Summary: Four freedoms the Holy Spirit brings explained for people investigating the Christian faith.
Robert Duvall wanted to make a movie called The Apostle back in 1983 (Newsweek 4/13/98, 60). He wanted to make The Apostle because he felt that the motion picture industry had mostly ignored the work of the Holy Spirit in American religion. According to Duvall, "Filmmakers hardly ever depict spirituality with such a strong emphasis on the Holy Spirit, and when they do, it tends to be patronizing--full of charlatans and snake handlers." Duvall wanted to do something different with The Apostle; he wanted to realistically portray a preacher who was fully human yet also captivated by the Holy Spirit. Says Duvall, "What I really wanted to do was to try to understand what these preachers go through and what they believe, and to portray it in an accurate way.

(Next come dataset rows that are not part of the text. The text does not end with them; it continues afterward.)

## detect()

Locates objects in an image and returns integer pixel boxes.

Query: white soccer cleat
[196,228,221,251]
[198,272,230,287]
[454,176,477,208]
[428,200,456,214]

So when I first approached various studios about this movie...they wouldn’t go near it [because it didn’t attack] the religious right." So Duvall put off The Apostle for nearly 15 years, until he finally financed the movie with his own money, and that of course led to an enormously popular movie that earned him an Academy Award nomination for his portrayal of preacher Sonny Dewey.
Duvall says that he was raised in a Christian home, taught to believe in Jesus Christ, but that he never knew much about the Holy Spirit until he made The Apostle. While he was doing research for the movie he says that he tried to not pass judgment, to just try to understand how the Holy Spirit moves, and that during his research for the movie, as he sat in a church in Harlem, the Holy Spirit touched his life in a way he’ll never forget.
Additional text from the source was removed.